Dans cette ville très espagnole, nous retrouvons quantité d'Oranais, des enseignants pour la plupart, en attente d'un bateau pour l'Espagne, mais ils sont déjà en territoire espagnol, eux ! Nous mangeons de bon coeur et passons une nuit fort agréable, après avoir changé (au marché noir !) quelques billets marocains contre des pesetas.


Retour à El-Anzar. Le chef de poste fantôme n'est toujours pas là, mais il ne devrait plus tarder. Il arrive en fait vers onze heures... et il nous reçoit. Je lui tends mes papiers et la dernière lettre du consul. Il les regarde à peine, lit la lettre du consul, la plie en quatre... la déchire et la jette au panier. "Aucun intérêt", me dit-il sans sourciller.

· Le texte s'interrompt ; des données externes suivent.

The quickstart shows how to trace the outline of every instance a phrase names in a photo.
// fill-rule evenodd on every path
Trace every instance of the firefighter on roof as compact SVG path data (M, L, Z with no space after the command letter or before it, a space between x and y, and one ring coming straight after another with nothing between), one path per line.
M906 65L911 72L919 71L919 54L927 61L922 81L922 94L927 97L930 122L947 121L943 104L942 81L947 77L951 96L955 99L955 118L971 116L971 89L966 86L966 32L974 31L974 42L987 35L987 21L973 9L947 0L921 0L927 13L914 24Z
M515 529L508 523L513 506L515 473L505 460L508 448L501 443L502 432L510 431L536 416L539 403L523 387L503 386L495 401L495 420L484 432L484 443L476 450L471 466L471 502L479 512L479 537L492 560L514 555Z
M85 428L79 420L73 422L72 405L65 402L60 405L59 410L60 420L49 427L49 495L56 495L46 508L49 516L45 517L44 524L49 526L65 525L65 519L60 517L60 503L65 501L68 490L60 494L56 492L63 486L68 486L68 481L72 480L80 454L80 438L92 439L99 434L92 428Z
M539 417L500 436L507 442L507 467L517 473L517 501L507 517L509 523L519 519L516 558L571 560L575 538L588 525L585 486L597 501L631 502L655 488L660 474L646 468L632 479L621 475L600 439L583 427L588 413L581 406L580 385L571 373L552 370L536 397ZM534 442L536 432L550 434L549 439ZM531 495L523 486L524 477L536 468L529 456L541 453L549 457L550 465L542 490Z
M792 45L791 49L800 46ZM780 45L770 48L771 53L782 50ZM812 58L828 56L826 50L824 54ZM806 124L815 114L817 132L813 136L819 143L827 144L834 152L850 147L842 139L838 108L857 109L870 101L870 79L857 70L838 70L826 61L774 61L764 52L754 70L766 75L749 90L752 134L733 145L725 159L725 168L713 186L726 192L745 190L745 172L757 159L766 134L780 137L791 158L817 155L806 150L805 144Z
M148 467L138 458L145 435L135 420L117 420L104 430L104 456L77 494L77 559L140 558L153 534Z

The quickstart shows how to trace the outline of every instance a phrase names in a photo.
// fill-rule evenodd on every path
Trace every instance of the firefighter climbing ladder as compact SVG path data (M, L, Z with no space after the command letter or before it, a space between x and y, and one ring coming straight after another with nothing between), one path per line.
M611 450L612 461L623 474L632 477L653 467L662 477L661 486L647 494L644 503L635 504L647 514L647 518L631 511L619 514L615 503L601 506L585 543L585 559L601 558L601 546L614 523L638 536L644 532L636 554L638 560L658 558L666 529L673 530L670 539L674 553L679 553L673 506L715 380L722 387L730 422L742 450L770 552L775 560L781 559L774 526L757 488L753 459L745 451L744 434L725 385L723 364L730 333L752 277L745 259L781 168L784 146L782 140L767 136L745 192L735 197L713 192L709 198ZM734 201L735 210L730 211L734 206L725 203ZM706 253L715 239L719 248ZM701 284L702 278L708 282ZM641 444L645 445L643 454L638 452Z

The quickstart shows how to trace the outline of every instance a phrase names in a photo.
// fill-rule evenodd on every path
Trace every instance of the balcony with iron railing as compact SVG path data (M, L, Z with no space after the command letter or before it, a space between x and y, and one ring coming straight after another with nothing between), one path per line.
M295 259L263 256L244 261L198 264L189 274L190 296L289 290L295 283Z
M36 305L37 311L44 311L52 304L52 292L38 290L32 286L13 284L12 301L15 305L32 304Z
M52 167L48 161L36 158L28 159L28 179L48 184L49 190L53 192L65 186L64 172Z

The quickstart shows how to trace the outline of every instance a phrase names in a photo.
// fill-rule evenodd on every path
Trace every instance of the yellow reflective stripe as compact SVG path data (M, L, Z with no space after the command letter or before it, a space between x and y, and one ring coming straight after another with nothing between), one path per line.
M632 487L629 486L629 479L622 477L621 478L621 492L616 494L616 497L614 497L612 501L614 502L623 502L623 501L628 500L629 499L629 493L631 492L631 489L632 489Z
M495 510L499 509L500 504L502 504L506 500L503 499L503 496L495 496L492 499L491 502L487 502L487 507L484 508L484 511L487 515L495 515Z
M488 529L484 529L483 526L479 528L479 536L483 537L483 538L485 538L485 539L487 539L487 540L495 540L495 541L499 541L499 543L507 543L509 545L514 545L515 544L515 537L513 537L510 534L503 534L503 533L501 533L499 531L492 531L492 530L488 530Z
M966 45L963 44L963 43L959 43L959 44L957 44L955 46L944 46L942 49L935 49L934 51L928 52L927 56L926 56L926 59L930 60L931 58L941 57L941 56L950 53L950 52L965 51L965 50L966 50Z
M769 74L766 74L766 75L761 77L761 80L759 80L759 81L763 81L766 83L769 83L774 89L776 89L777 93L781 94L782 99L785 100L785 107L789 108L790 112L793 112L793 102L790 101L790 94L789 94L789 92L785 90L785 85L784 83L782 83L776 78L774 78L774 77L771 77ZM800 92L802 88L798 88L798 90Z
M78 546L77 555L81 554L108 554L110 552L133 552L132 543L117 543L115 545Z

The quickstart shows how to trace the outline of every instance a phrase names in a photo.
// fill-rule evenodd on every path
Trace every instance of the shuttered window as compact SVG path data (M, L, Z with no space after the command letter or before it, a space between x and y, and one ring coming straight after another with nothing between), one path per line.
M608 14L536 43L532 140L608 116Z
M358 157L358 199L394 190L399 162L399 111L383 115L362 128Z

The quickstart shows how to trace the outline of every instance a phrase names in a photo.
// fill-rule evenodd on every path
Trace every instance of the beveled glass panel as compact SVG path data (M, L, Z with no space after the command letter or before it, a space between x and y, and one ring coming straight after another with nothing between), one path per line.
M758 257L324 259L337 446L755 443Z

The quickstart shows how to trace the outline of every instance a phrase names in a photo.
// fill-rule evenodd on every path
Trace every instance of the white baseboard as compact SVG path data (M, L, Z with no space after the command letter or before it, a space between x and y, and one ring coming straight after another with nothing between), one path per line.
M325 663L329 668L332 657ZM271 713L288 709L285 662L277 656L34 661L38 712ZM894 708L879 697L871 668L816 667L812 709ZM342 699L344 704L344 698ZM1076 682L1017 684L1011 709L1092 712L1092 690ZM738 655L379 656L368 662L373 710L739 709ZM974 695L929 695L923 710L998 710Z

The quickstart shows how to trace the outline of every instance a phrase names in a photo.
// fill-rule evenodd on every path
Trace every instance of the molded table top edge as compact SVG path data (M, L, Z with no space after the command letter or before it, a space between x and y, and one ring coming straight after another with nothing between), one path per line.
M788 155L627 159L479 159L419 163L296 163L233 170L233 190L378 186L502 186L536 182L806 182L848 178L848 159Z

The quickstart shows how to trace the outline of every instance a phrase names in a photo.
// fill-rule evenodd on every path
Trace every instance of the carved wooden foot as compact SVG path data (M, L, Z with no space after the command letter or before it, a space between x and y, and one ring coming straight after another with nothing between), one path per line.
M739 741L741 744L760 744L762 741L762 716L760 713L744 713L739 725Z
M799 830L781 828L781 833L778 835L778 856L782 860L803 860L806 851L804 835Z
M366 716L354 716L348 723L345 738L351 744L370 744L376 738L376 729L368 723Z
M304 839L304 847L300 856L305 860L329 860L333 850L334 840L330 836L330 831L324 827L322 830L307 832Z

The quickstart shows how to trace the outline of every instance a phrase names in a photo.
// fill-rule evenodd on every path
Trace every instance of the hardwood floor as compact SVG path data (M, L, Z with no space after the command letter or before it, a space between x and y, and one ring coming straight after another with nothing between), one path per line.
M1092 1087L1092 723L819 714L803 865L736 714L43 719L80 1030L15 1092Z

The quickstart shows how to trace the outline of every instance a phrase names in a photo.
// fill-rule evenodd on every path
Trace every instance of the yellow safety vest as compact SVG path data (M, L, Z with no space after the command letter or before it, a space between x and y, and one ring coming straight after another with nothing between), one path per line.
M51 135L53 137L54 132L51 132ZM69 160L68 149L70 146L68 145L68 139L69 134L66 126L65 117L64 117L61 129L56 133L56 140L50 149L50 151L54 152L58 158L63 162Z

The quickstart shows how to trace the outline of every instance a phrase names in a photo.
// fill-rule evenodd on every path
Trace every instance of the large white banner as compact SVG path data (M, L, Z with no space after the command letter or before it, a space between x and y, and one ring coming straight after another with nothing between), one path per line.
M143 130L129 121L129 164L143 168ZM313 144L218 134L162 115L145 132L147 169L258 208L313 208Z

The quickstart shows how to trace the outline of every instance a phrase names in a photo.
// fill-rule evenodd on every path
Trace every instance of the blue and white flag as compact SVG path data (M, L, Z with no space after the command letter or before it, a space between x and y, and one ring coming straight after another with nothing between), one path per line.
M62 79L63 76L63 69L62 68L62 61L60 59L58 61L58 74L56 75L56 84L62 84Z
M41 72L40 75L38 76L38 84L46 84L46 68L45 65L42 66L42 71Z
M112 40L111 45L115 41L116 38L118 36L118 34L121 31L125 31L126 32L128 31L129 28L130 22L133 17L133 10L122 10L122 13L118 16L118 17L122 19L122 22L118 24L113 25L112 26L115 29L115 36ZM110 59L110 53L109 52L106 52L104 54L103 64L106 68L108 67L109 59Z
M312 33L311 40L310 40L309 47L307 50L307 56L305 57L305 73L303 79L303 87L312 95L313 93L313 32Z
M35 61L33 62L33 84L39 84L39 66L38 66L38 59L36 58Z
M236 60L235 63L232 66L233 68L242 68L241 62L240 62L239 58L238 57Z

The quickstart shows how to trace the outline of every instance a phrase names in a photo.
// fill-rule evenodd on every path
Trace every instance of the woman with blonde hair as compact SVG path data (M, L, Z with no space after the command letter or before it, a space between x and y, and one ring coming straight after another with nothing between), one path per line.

Après quelques propos sans utilité, et sans me fâcher, je lui pose la question : "Quelle somme d'argent voulez-vous ?"


Une pause de réflexion. Sa réponse me sidère : "Rien pour moi, mais je vous condamne à verser 100 000 dirhams (100 000 anciens francs) pour transport clandestin de fonds étrangers."


Je n'ai aucune envie de discuter. Je signe le p.v. d'amende et lui dis : "Il faut donc changer les billets à la Banque du Maroc", qui se trouve à deux pas de là.
"Oui, dit-il, mais la banque est fermée depuis onze heures trente. Elle ouvre à quinze heures."


Nous mangeons je ne sais quoi et, à l'heure dite, nous nous rendons avec un douanier au bureau de la banque où l'échange se fait. Retour au poste. Je remets 100 000 dirhams au chef de poste, moyennant reçu.


On me rend ma voiture, mes papiers, les clés et ce qui reste de mon argent... mais il m'est interdit d'aller à Melilla. Je dois me rendre à Tanger si je veux embarquer. C'est-à-dire traverser le Maroc d'est en ouest pour trouver une place problématique sur le ferry de Tanger à Gibraltar. Cela signifie que, pendant ce temps, je vais jouer bien involontairement au touriste et laisser sur place une partie des devises que je pensais consacrer au voyage en Espagne, puis en France et garder un petit pécule pour ma future installation médicale. Il me reste 300 000 dirhams qu'aucune banque ne me changera. Tout bénéfice pour le Trésor marocain.